Редакция «Трудящейся молодежи» — краевой молодежной газеты выглядела более чем скромно. Это несколько комнат, тесно заставленных столами, стульями, шкафами для книг, газетных подшивок, папок с вырезками.
Олекса поднялся из-за письменного стола с густо исписанными листочками в руке, сказал коллегам:
— Послушайте, что получилось…
Он читал четко, ясно, выделяя интонацией главное:
— «7 ноября трудящиеся Советского Союза вместе с мировым пролетариатом будут отмечать 13-ю годовщину победоносной пролетарской революции в России, годовщину новой эпохи, эпохи диктатуры пролетариата и строительства социализма».
Олекса — невысокого роста, неистраченные силы чувствовались в каждом движении.
— «Буржуазная Чехословакия 28 октября праздновала 11-ю годовщину своего господства, годовщину жестокого ущемления и угнетения трудящихся масс…»
Журналисты слушали редактора с одобрительным вниманием. Это были молодые люди, одетые просто, по-рабочему.
— Очень правильно сказано, — поддержали они Олексу. — Какое название выбрал?
— «Две годовщины», — ответил быстро Олекса, — в этом суть! По времени они почти совпадают, эти две даты истории, но какая социальная пропасть лежит между ними!
В комнату вошла девушка, очень строгая, неулыбчивая.
— Товарищ Олекса, — сказала она, — тебя приглашают в крайком.

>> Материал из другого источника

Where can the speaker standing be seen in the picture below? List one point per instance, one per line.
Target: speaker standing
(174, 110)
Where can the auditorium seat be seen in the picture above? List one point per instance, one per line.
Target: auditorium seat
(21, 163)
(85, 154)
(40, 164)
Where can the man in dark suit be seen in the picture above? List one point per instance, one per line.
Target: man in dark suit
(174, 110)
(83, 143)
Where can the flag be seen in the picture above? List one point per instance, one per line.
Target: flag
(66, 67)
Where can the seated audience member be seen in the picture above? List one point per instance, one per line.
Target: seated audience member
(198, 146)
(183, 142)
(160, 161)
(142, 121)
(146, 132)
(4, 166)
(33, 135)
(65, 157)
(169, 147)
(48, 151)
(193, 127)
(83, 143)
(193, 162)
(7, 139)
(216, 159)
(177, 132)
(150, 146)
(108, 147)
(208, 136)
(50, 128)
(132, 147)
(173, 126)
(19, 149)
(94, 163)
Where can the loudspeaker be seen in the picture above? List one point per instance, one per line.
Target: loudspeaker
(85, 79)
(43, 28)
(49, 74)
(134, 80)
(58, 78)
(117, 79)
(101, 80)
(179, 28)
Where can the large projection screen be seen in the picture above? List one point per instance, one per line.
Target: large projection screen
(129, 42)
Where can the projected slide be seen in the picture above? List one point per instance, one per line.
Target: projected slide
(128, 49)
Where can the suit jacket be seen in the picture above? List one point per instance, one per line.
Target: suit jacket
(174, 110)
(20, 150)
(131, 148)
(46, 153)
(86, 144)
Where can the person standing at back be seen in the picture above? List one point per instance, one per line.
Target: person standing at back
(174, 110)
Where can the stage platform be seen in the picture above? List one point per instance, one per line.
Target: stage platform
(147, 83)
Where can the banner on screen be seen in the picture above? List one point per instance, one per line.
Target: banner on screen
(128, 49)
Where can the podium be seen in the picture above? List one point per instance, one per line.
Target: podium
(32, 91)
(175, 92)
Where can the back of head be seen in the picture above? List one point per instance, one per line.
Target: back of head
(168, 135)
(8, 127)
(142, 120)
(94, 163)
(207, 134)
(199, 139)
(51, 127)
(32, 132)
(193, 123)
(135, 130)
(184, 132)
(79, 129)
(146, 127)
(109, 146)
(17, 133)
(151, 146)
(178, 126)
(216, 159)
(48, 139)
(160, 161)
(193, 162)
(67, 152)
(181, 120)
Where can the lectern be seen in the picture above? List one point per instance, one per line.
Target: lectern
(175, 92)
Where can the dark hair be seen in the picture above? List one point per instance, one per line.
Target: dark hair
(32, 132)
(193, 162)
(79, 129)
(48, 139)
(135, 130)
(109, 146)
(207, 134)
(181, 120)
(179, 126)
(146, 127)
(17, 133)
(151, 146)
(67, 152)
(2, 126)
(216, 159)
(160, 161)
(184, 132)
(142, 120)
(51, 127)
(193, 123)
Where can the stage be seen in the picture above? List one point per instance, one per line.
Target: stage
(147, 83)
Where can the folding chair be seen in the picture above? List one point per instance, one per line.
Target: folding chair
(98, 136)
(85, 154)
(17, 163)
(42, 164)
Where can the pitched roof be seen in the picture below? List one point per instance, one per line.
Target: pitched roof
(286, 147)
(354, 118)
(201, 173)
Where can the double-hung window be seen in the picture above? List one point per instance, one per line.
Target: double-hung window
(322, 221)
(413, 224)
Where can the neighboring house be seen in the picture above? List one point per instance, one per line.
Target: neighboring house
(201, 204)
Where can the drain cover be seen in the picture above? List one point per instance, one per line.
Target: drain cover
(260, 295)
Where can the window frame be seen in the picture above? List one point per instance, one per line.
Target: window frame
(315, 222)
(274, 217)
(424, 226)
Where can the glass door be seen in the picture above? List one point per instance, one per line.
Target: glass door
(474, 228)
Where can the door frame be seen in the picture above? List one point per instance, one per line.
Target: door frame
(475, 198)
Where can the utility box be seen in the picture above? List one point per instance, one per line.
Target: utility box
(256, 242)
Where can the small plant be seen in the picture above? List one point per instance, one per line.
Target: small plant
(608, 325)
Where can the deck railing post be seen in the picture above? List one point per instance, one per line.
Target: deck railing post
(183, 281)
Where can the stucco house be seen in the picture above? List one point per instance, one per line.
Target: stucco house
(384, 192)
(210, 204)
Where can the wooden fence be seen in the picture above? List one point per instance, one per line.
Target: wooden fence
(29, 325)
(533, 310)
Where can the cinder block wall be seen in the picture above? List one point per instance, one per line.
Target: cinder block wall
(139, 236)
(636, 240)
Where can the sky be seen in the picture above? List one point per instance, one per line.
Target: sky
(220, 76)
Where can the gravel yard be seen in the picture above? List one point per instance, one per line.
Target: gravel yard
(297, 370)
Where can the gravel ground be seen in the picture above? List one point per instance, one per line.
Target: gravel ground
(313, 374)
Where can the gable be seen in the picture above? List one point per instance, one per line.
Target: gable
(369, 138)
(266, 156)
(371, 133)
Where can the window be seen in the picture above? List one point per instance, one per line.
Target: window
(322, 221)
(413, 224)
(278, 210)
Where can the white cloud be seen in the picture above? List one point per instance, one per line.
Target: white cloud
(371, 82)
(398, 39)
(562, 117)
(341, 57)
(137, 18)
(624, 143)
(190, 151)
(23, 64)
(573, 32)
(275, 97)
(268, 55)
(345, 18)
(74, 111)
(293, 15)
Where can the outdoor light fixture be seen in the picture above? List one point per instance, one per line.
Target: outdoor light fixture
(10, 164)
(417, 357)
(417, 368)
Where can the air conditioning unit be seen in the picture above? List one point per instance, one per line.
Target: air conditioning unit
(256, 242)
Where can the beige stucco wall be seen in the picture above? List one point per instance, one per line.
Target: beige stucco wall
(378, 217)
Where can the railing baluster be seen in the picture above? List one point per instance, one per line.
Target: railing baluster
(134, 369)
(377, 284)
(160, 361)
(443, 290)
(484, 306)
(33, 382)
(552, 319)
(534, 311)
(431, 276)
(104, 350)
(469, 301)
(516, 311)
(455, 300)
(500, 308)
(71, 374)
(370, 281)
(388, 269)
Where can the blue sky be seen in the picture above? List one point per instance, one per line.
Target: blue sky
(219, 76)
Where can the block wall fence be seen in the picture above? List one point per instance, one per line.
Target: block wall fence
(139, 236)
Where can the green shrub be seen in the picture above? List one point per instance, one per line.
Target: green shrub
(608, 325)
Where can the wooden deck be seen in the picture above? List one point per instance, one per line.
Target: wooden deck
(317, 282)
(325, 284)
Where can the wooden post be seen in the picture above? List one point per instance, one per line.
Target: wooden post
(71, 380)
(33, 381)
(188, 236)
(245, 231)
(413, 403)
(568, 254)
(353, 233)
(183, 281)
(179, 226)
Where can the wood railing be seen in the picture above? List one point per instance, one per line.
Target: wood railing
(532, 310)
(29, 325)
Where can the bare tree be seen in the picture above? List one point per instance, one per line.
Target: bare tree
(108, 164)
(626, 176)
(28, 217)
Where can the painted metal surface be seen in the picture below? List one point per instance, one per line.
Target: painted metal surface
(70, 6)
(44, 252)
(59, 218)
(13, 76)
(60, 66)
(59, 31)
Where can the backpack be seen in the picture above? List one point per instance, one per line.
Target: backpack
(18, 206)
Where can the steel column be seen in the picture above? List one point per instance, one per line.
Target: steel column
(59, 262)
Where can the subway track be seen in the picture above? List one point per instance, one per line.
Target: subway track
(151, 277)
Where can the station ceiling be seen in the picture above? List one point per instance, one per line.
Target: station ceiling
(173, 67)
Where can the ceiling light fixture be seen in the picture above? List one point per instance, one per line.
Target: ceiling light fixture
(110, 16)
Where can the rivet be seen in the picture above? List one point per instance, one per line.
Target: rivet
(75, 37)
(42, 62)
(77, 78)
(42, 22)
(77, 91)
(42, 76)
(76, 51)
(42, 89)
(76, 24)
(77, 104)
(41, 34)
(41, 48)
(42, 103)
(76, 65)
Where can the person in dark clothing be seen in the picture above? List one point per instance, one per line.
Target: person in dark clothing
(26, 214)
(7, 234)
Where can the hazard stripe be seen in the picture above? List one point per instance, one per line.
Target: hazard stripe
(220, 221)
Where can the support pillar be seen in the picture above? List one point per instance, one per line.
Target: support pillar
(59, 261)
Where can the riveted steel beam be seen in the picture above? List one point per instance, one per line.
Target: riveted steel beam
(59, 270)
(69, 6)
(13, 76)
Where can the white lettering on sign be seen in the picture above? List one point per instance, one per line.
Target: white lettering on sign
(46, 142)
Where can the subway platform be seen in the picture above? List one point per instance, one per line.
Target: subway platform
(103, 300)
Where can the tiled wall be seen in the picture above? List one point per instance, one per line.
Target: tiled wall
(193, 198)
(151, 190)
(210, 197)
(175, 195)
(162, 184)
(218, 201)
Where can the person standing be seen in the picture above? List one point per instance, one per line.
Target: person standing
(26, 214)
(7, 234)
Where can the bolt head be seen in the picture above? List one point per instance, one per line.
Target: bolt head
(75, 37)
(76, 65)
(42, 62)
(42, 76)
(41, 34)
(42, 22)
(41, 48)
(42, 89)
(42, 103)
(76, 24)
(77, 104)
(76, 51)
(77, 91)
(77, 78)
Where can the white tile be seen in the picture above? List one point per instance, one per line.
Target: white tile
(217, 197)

— Ну улыбнись же, Мирослава, — шутливо сказал ей Олекса, — тебе будет к лицу улыбка, все это подтвердят!
— Товарищ Олекса, — все так же невозмутимо повторила Мирослава, — тебя просят не задерживаться…
— Иду… — вздохнул Олекса.
Секретарь крайкома КПЧ пожал руку Олексе, садиться не пригласил — времени в обрез.
— Через несколько дней, — сказал устало, — в Хусте начнется забастовка рабочих фирмы «Вейсхауз». Там уже находится сенатор Иван Локота, другие наши товарищи. Жандармы стянули в Хуст дополнительные силы. Крайком партии предлагает выехать тебе в Хуст…
— Еду! — сразу же решительно ответил Олекса. — Сейчас же!
— Возможны провокации, — предупредил секретарь крайкома. — Как стало известно, жандармам выдали боевые патроны.
— Вот уже до чего дошло… — протянул Олекса.
— Да, — подтвердил секретарь крайкома, — буря приближается… И это ее первые порывы…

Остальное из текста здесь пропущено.